マンガ「夕凪の街 桜の国」が教えてくれる、生きることの辛さ。

世の中には名作マンガがたくさんありますね・・・この「夕凪の街 桜の国」も、その一つです。

kounofumiyo_yuunagisakura_1

あらすじ

昭和30年、灼熱の閃光が放たれた時から10年。ヒロシマを舞台に、一人の女性の小さな魂が大きく揺れる。最もか弱き者たちにとって、戦争とは何だったのか……、原爆とは何だったのか……。漫画アクション掲載時に大反響を呼んだ気鋭、こうの史代が描く渾身の問題作。

引用元:Amazon「夕凪の街 桜の国」作品紹介

私が生き残った意味

主人公であるこの女性は、幸運にも戦争と原爆から生き延びることができました。しかし、そのことが彼女を苦しめ続けます。失ってしまった家族や友人、助けることができなかった人たちのことが常に頭から離れない。そんな中で自分だけ普通に生活しても良いのだろう、と。

kounofumiyo_yuunagisakura_3

マンガを読んでいる私たちの世代は、戦争がどれほど辛いものだったのかを知りません。「私はこの世におってもええんじゃろうか」なんて、考えたことありません。誰もが「自分のせいではない」ことが分かっていることで苦しむのは、どれほど苦しいことか。

kounofumiyo_yuunagisakura_4

広島では戦争を経験した人が「戦争を忘れてはいけない」と、体験談を語り継ぐ活動を続けています。その時のことを伝えつづけることで、戦争の残酷さを伝えるとともに、生きても良いのだという気持ちを繰り返し確認しているのだと、この作品を見て初めて分かりました。

状況は全く別ですが、東北大震災の被害にあった福島の人たちの中にも、同じような気持ちを抱いたまま悶々としている人はいると思うんですよね。

今なお残る放射線に対する誤解

この漫画では被曝による白血病(多分)の話が出てきます。ただ、この頃は本当に情報がなく、勉強が苦手なことまですべて原爆の影響というくくりにされていました。

今なお飛び交っている原発の放射線に関する誤解やデマですら今なお残っているのですから、情報が少ない当時に過ごす人は相当つらい思いをしたのだと思います。

kounofumiyo_yuunagisakura_5

心にひっかかる「もやもや感」

絵柄は明るいですが、話は終始重めで決してみんなに手放しでおすすめできる内容ではありません。読んだ後もどこか「もやもやした感じ」が残る内容になっています。

私は生まれが広島生まれということもあり、原爆2世や3世の人たちが戦争の怖さを語る場面もよく目にしてきました。その頃は「戦争したらダメに決まってるじゃん」くらいの認識でした。

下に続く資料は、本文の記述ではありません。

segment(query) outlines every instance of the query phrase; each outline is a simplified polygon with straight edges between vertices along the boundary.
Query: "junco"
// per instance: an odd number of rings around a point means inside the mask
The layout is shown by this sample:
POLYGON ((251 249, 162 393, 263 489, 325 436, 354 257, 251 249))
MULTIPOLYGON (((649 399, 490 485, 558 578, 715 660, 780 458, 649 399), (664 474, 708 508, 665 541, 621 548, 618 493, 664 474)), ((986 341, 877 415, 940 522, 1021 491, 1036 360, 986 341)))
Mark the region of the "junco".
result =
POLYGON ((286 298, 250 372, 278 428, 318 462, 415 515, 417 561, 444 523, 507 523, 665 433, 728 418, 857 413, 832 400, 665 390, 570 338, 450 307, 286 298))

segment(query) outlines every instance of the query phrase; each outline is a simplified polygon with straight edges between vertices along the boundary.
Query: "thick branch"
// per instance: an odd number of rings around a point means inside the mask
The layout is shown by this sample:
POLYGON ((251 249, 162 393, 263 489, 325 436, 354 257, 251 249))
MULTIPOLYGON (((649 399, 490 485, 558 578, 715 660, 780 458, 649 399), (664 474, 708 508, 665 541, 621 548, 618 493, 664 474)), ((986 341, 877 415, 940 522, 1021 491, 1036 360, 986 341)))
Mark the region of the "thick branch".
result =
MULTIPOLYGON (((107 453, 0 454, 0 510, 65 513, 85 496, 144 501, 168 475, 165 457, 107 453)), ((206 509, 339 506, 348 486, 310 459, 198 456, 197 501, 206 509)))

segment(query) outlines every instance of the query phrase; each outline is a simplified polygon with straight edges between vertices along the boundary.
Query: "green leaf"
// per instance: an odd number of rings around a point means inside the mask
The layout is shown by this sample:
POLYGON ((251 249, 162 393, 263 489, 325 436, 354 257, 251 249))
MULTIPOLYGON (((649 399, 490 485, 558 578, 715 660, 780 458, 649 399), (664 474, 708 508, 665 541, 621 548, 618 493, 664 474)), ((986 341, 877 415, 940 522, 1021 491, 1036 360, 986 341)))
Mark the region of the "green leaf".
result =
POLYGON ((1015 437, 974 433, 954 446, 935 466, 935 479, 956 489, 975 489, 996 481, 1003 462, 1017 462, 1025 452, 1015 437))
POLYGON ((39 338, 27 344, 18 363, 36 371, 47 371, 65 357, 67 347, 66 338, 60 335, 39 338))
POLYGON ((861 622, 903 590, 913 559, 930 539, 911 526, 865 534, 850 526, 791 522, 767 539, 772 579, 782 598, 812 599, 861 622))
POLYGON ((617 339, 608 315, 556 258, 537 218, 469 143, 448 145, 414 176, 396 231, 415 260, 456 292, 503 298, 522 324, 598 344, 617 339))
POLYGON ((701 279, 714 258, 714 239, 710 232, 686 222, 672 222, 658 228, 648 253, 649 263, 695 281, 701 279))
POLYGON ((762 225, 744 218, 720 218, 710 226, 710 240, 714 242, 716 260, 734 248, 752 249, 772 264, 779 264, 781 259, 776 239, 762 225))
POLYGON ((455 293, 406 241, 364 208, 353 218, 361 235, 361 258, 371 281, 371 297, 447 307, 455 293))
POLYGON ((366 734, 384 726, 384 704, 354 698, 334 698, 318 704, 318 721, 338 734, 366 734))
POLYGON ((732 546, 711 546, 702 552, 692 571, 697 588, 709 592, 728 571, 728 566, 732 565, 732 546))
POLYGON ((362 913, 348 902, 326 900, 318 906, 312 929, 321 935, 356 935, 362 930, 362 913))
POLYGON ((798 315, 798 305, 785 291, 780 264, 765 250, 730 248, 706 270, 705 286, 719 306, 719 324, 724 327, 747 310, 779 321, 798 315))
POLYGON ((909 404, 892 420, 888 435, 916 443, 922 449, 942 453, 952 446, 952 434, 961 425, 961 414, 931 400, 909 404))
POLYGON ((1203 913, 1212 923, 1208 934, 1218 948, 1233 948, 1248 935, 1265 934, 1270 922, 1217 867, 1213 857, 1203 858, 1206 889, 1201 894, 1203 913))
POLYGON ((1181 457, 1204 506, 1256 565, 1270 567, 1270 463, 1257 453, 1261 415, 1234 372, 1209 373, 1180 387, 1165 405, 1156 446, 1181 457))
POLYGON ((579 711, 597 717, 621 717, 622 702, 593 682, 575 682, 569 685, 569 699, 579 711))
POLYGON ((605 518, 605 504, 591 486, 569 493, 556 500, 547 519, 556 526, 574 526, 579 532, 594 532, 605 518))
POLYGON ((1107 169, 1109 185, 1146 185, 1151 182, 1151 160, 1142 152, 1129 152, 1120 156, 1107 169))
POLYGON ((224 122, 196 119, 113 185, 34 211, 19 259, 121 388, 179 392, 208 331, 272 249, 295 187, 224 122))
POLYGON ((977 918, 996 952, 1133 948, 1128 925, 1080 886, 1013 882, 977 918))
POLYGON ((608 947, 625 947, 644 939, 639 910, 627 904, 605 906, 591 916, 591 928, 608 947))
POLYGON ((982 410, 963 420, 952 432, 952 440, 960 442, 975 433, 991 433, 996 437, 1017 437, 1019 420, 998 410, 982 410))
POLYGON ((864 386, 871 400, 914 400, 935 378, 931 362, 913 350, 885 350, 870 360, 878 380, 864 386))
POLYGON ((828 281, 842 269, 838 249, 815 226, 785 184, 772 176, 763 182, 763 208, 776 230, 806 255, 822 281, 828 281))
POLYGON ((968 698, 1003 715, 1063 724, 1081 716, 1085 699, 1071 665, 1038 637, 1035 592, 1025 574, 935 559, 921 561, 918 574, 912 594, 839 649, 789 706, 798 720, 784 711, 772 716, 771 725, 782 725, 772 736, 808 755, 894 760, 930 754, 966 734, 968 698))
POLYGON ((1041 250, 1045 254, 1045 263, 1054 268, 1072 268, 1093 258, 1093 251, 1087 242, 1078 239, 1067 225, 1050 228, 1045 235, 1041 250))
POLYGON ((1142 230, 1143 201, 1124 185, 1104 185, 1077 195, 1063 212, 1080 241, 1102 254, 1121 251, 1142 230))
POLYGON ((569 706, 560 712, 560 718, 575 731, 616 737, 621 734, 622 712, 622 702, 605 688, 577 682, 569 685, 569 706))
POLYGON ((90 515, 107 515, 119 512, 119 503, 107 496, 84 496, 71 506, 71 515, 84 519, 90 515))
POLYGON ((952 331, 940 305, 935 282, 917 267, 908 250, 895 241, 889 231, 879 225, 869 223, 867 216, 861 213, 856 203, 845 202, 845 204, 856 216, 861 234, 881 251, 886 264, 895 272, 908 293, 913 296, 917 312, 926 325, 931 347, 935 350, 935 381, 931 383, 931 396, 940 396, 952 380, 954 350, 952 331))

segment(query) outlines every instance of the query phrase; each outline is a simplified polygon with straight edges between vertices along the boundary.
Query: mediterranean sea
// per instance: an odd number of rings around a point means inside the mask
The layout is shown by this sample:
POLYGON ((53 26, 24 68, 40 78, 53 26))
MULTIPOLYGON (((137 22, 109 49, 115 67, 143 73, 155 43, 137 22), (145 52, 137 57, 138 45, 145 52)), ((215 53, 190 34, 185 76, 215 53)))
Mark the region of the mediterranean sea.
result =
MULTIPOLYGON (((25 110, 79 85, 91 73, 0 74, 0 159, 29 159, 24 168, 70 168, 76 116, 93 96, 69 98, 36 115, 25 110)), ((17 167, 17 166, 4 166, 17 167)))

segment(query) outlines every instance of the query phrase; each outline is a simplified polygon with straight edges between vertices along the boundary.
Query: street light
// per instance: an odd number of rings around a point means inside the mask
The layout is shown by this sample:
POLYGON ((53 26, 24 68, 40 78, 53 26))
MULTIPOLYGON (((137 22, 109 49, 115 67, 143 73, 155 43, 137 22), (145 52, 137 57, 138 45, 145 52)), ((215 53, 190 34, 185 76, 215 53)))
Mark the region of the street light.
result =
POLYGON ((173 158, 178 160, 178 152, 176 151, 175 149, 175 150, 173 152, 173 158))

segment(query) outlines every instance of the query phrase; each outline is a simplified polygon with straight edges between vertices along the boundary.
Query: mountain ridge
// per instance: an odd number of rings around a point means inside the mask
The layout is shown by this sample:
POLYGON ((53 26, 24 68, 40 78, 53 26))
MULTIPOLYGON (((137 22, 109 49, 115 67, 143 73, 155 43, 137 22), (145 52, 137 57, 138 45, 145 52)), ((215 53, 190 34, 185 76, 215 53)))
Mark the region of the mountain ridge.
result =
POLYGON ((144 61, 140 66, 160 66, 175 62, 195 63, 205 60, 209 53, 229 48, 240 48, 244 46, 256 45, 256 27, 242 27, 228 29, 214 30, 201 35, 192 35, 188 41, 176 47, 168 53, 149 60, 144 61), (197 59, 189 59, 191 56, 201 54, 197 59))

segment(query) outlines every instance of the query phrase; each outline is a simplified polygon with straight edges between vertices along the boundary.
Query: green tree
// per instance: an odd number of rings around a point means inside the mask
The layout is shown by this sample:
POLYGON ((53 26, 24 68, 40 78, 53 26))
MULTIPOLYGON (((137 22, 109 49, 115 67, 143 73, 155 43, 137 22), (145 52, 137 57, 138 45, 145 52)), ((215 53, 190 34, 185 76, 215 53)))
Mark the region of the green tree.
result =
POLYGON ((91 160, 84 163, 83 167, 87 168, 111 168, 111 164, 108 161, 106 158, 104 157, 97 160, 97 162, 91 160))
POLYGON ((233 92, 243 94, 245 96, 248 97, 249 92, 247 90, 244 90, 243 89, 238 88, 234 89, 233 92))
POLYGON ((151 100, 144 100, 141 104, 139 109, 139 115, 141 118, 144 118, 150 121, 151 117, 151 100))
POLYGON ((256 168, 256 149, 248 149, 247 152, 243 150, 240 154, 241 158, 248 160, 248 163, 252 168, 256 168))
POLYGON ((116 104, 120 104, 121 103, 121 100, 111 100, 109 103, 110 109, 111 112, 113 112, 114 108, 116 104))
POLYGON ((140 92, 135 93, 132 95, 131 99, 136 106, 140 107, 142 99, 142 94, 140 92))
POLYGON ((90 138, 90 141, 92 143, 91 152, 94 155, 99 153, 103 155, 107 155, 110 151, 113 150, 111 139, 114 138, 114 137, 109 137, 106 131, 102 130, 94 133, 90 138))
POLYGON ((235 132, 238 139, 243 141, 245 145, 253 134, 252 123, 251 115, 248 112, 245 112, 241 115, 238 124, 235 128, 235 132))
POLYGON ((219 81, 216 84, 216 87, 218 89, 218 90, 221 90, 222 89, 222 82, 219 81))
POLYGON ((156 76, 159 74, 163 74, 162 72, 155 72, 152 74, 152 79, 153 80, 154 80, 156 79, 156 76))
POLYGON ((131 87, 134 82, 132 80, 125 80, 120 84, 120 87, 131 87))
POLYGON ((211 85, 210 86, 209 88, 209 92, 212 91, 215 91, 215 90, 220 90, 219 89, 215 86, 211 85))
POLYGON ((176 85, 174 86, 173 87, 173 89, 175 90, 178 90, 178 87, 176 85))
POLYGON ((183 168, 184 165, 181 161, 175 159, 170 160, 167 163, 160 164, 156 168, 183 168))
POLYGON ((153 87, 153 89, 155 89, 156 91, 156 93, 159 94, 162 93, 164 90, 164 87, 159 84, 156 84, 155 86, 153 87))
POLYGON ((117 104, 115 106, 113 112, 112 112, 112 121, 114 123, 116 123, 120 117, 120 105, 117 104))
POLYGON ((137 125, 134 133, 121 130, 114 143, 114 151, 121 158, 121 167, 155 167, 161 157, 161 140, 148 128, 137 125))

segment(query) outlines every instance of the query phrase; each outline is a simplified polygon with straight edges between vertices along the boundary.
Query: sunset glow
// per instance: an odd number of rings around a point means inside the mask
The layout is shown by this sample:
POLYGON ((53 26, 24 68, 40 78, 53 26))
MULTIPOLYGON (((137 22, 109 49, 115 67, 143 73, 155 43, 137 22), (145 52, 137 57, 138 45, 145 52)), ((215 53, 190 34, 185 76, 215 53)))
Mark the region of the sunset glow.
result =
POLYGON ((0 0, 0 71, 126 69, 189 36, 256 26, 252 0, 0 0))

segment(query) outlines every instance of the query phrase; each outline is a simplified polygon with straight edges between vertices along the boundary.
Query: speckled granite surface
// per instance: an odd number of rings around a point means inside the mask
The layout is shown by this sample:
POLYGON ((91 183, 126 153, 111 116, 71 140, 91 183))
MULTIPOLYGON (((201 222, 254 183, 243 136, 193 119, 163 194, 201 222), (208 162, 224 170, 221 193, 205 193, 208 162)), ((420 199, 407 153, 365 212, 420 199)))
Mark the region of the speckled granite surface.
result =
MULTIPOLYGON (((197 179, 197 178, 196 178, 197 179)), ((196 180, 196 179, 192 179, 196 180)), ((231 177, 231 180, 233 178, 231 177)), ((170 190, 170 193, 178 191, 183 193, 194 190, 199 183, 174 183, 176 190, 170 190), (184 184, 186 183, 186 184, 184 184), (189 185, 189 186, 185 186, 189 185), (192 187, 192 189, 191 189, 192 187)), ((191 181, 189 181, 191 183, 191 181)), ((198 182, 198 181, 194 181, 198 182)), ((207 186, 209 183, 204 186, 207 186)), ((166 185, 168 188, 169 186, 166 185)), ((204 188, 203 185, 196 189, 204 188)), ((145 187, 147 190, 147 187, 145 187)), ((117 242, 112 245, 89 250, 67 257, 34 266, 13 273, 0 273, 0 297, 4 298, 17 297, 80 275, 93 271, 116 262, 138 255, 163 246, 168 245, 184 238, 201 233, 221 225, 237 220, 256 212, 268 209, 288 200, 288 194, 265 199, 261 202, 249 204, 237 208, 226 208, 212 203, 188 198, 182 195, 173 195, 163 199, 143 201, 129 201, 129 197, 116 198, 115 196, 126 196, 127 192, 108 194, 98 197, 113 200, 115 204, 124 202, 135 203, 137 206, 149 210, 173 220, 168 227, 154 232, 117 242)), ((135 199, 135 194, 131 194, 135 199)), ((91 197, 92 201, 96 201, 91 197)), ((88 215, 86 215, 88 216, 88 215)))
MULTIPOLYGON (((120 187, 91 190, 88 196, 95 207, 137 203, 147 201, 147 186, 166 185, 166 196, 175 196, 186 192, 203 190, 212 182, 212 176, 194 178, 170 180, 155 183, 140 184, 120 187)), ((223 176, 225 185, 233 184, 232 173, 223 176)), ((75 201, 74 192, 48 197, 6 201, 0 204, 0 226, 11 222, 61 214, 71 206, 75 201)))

それだけではなかったんですね。語る人たちも辛いのです。その辛さを今後二度と生まないように、そして自身の辛さを和らげるために、多くの人たちに伝えているのでしょうね。広島のに帰った時、話を聞く機会があれば耳を傾けて見たいと思います。

短い漫画ですが、大切なものがたくさん詰まっています。ぜひ読んでみてください。